Environment info

transformers version: 4.12.0
Platform: Linux-5.4.0-1073-azure-x86_64-with-glibc2.29
Python version: 3.8.10
PyTorch version (GPU?): 1.10.0+cu102 (True)
Tensorflow version (GPU?): 2.6.0 (True)
Flax version (CPU?/GPU?/TPU?): not installed (NA)
Jax version: not installed
JaxLib version: not installed
Using GPU in script?: Yes
Using distributed or parallel set-up in script?: Yes

Description:

@patrickvonplaten @patil-suraj @sgugger Hi! In a nut shell, Im trying to train mBart for a seq2seq2 generation task using huggingface transformers trainer with Distributed Data Parallel (DDP) mode, but encountered CUDA OOM error.

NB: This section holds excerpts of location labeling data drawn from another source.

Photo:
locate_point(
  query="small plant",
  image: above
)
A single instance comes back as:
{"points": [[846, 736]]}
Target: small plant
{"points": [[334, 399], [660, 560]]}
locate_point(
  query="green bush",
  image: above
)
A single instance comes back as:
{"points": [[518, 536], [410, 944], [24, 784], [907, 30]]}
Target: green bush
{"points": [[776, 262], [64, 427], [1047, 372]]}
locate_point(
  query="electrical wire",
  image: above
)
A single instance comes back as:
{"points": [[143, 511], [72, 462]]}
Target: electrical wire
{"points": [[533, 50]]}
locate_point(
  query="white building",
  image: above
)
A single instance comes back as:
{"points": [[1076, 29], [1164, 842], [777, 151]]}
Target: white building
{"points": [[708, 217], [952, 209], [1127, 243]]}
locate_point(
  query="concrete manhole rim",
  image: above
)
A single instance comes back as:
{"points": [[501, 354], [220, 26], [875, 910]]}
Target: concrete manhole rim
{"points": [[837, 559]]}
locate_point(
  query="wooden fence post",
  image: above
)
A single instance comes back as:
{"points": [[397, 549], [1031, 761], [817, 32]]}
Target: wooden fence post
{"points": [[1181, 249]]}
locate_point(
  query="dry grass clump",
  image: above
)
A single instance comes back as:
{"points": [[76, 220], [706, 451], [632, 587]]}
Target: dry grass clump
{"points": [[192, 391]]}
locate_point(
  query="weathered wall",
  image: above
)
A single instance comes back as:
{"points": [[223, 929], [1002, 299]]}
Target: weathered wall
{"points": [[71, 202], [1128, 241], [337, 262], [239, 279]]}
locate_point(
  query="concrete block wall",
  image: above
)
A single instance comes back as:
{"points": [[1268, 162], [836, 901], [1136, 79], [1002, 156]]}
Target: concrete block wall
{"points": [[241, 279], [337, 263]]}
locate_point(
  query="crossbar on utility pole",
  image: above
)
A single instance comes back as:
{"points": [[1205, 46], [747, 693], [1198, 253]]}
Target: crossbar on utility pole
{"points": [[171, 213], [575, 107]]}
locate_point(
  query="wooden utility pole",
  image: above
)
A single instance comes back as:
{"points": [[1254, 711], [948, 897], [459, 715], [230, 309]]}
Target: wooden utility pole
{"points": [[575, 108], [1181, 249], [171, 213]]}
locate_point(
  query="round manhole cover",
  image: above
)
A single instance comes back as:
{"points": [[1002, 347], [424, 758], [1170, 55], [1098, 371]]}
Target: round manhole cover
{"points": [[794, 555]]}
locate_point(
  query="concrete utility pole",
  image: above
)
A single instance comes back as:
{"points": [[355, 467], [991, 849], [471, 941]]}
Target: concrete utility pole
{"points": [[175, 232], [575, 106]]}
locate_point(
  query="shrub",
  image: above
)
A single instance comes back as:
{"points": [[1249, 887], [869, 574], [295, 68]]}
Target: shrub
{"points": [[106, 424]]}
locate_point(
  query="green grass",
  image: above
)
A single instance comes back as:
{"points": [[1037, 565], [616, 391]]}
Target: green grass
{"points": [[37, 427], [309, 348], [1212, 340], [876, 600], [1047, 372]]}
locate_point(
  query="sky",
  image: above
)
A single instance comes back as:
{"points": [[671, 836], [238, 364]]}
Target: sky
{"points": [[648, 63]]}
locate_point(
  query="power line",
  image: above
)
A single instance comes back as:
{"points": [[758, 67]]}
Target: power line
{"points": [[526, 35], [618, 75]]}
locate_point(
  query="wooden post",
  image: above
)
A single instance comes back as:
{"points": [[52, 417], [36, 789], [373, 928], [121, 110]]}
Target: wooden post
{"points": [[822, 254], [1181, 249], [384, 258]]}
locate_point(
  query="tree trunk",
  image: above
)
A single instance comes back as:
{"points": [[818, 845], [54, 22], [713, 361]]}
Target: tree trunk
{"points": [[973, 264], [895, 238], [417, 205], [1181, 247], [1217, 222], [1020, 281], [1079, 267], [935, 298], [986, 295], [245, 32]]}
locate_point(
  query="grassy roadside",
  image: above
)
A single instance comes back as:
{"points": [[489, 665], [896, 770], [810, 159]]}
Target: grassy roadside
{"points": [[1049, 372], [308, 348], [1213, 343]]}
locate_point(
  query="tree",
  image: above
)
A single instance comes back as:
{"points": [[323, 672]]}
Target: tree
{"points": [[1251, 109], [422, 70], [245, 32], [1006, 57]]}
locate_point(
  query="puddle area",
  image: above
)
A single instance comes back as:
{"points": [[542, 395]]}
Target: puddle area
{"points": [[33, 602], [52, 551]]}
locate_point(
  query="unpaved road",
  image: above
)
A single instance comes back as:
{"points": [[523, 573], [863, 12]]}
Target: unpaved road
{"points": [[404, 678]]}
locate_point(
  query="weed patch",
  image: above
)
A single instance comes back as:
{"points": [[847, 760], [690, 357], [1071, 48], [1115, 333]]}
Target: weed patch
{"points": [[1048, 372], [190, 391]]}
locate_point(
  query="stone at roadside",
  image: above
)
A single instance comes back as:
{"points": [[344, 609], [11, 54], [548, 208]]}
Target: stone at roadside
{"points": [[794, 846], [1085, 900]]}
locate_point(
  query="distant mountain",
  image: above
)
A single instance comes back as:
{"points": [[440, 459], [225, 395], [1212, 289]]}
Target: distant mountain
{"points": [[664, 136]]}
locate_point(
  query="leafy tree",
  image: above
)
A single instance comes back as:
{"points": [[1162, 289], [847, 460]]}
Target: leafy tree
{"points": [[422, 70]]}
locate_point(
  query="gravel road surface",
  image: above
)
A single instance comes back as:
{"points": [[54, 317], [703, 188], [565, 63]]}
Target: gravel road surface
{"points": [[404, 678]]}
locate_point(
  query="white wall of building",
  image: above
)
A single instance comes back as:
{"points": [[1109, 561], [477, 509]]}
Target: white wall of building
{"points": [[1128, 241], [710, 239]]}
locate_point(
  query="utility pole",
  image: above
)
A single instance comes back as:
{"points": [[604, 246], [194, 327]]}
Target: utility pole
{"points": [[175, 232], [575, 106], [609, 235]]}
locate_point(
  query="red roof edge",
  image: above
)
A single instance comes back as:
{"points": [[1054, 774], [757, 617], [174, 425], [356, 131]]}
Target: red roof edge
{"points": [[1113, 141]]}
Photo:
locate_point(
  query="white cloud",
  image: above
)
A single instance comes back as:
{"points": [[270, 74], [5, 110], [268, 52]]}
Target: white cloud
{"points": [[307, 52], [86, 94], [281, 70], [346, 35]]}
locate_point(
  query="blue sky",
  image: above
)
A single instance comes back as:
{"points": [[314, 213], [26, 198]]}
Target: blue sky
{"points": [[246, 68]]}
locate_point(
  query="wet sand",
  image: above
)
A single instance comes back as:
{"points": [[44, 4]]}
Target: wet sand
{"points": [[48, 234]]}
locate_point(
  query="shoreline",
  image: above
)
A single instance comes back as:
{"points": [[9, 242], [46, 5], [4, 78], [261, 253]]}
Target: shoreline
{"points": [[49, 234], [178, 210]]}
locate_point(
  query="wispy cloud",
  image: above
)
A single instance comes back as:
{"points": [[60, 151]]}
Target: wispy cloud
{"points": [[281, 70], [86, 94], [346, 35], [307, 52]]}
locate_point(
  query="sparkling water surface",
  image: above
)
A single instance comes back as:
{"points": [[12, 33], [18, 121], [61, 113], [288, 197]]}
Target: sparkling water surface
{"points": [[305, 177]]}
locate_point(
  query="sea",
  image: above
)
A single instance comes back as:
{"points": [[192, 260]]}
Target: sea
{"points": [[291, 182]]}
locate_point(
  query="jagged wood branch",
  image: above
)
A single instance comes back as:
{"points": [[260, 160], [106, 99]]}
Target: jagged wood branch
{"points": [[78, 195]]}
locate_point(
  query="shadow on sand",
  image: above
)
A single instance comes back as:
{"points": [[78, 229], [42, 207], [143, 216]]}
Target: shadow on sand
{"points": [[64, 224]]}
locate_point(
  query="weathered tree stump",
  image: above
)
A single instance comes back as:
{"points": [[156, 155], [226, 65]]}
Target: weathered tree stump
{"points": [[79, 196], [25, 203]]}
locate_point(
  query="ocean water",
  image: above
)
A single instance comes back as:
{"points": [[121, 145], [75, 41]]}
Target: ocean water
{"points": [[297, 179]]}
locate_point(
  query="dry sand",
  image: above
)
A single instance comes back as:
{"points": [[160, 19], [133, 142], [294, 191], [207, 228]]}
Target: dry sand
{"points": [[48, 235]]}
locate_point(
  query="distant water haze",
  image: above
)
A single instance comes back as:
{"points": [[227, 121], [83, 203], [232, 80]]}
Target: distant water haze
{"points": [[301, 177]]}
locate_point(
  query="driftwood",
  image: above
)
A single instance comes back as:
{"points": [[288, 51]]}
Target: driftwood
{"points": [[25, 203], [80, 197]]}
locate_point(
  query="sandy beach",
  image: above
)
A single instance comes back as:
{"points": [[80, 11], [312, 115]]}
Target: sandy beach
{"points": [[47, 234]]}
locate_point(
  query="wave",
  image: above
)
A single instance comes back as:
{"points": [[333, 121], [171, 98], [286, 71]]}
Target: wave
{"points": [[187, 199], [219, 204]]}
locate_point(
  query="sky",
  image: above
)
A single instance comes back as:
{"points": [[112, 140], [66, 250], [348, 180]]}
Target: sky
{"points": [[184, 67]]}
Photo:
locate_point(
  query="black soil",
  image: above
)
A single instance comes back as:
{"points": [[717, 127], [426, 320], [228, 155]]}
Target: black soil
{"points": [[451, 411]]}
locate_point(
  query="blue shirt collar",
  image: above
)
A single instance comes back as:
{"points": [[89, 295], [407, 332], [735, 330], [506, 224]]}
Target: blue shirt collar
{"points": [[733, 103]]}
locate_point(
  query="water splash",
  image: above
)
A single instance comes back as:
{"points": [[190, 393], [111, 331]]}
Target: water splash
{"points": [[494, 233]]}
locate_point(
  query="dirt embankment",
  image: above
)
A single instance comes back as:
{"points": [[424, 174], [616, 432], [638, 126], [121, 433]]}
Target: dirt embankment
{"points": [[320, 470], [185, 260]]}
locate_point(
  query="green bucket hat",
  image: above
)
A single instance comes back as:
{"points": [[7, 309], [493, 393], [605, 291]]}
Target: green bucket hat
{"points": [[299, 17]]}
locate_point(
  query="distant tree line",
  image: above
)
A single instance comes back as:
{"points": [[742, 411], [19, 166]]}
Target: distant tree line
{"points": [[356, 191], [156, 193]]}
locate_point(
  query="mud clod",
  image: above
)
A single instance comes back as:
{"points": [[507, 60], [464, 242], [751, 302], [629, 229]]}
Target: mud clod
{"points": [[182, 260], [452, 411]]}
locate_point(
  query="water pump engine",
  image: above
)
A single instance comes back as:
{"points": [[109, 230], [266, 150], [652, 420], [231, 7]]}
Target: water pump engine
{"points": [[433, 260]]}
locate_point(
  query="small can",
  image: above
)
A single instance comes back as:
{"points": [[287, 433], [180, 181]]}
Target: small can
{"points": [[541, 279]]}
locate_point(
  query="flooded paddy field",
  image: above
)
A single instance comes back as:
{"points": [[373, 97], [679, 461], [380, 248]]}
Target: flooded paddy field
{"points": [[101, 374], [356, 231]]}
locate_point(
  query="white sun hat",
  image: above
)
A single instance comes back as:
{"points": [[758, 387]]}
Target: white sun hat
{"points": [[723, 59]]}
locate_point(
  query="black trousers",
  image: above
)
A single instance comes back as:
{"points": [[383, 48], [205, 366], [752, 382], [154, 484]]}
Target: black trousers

Specifically, the problem is, with the same setting (batch_size, and same length of data, etc), I can train it with single GPU successfully! But always encounter CUDA OOM error when using DDP mode. I also tried to decrease batch size to 1, and length of input data to 50 (it was 256 for encoder and 100 for decoder), but still had the issue.

I run the code below by: %sh OMP_NUM_THREADS=10 python -m torch.distributed.launch --nproc_per_node=4 Train_MBart_DDP.py

Code:

Libraries

from transformers import MBartForConditionalGeneration, MBartTokenizer
from transformers import Trainer, TrainingArguments
from transformers.models.bart.modeling_bart import shift_tokens_right
from transformers import AutoModelForSeq2SeqLM, DataCollatorForSeq2Seq, Seq2SeqTrainingArguments, Seq2SeqTrainer
from datasets import Dataset
from datasets import load_dataset, load_metric
import torch
import numpy as np
import nltk
import os
import logging
logging.basicConfig(level=logging.DEBUG,format='%(asctime)s %(message)s')
os.environ["WANDB_DISABLED"] = "true"
metric =load_metric('/metrics/rouge/rouge.py')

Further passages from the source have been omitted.